- The Washington Times - Tuesday, May 28, 2002

Expanded trade has benefitted a great many people and businesses in the United States. But there are also businesses, workers and farmers who have been hurt because other countries employ unfair and illegal trade practices. Fortunately, this nation has enacted laws that are designed to help American workers and businesses get back on their feet by giving them a way to seek relief from the effects of these illegal trade practices.

How important are these trade remedy laws? Consider the hundreds of U.S. lumber mill jobs lost many of them in Minnesota and Idaho since March 2001, when the Canadian Softwood Lumber Agreement expired. Once that agreement ran out, Canada dumped lumber relentlessly into our market, even though the value was already low, thus further depressing U.S. timber prices.

Under current law, the U.S. timber industry was able to appeal its grievance about unfair Canadian practices directly to the Department of Commerce (DOC). After a year-long study, the DOC ruled that the Canadian government was unfairly subsidizing and dumping softwood lumber into the market. It recommended a duty on Canadian lumber that the International Trade Commission ruled will be enforced at 27 percent. Had it not been for existing U.S. laws, American businesses and workers would have been helpless to correct this injustice.

The timber industry is not alone in dealing with unfair trade. The high-tech, textile and agricultural sectors have all cried foul to trade partners. Pitting American workers against the deep pockets of foreign governments is unacceptable. I support free trade, but it's only effective when it's fair. We must insist on fair trade at a minimum and have the tools in place to provide for it.
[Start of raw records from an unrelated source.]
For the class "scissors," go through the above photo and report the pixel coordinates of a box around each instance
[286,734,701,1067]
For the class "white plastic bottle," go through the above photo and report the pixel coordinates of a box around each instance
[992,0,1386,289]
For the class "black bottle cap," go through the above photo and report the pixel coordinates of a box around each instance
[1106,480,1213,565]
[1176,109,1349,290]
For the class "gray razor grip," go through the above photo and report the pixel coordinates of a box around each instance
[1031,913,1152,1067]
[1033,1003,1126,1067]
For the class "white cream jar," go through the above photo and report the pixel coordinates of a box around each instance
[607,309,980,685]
Obviously, many of our trade partners would love to see these trade remedy laws weakened, because it would allow them to flood the U.S. market with goods that are unfairly subsidized, or which bypass trade agreements, hurting American businesses and putting Americans out of work. In fact, some foreign countries are only willing to enter into a deal with the United States if these laws are weakened as part of the agreement.
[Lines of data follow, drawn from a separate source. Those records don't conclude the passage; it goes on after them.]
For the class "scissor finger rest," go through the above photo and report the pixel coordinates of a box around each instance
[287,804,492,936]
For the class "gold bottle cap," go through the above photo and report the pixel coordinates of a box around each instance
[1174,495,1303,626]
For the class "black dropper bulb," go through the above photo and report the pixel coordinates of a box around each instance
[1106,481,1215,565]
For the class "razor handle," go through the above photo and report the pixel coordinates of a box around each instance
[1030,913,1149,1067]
I support Trade Promotion Authority (TPA) because it is important for the president to have the authority to arrange trade deals with countries that could otherwise be delayed by a lengthy Senate approval process. However, the United States Senate doesn't want to see the trade remedy laws that it passed to help American workers and businesses used as bargaining chips in trade negotiations. In fact, last May, I joined 61 of my fellow senators in signing a letter to President Bush that expressed our unified opposition to any trade agreement that undermines these U.S. trade remedy laws.

Despite this, the current TPA bill before the Senate does nothing to prevent these laws from being weakened. If the president were to negotiate a trade agreement including provisions that weaken trade remedy laws, the "Fast Track" rules in this bill would only allow the Senate to ratify or reject the agreement in its entirety. Though such a rejection would protect American businesses, it would deny them potential new trading partners for their products and services.

Instead of forcing the Senate to choose whether to bring down an entire package, Sen. Mark Dayton and I, along with a bipartisan group of Senate co-sponsors, proposed an amendment that was passed by a majority of my colleagues. Our amendment addresses this problem by allowing but not requiring Congress to debate parts of trade agreements that threaten the ability of U.S. industries and workers to seek remedy for unfair trade. The rest of the trade agreement would remain intact as negotiated by the president and can proceed on its way to his desk.

This amendment to improve the TPA bill is being offered by a broad coalition of senators 13 Republicans and 13 Democrats many of whom are unequivocally in favor of trade promotion authority for the president.

With the recent passage of this amendment, the U.S. Senate is sending our trading partners a very clear message that the Congress of the United States will stand together with the administration to safeguard the right for American businesses, workers, and farmers to enjoy the benefits of free and fair trade.


Sen. Larry Craig is a Republican from Idaho.